What is hard about college? I don’t know why people don’t warn incoming freshman about what’s actually hard. Academics, people say. Leaving your family. Doing laundry. I don’t remember what else they told me. What I do know though, is that the things that were actually hard about college hit me hard and from a million unexpected places. From my journal, August 2014:
“Here I, or we, that being all freshman, are forced to confront directly our innate character and qualities. We confront our social and intellectual aptitude or lack thereof. We confront the skill and ability of others of a magnitude inconceivable just weeks prior. Sitting here at my desk I feel my ego unresolved, the one that existed before, resolute and confident melted down to nothing, inchoate. My past self whom I learned over the years to love so completely has dissolved in but a stroke and now my new self must form before he too can be an object of self-love.
And I’m sitting here not wishing so much for my old relationships but for their depth, for the development and strength granted by time alone, and sitting here longing for a sense of identity rendered unclear, only perceptible in major and residence hall.
I hope that I don’t lose my past self completely, that my memoir does not feel irrelevant, that my experiences and thoughts and the power of my life gone by does not cease to matter in a new context. I already feel it in a way. I need to hold onto that ego as best I can. Bring it with me. I knew who I was and a I must still know.”
I liken myself at the beginning of this year to a massive and decadent house built on a very poor foundation. That house, that being my ego, had taken some 10 years to build. Careful sculpting by the subconscious and conscious minds working to lay the brick and mortar to eventually create something satisfactory to an insecure and overcompensating architect reaching beyond his means in pursuit of creating something others’ perceived as beautiful.
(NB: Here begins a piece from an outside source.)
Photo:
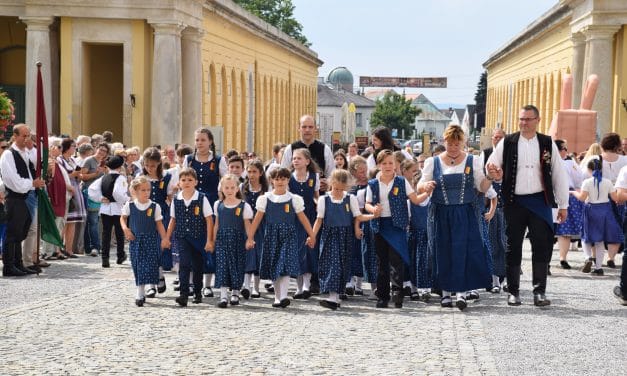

Freshman year was an earthquake, shattering the structure, the damage reverberating far below anything inflicted in High School. This was not bad, though, for it forced me, the architect, to reconcile with myself and acknowledge both my weaknesses and my strengths and begin to build anew, this time beginning with the foundation that had previously failed, aiming to eventually build something that perhaps others didn’t find beautiful but he did.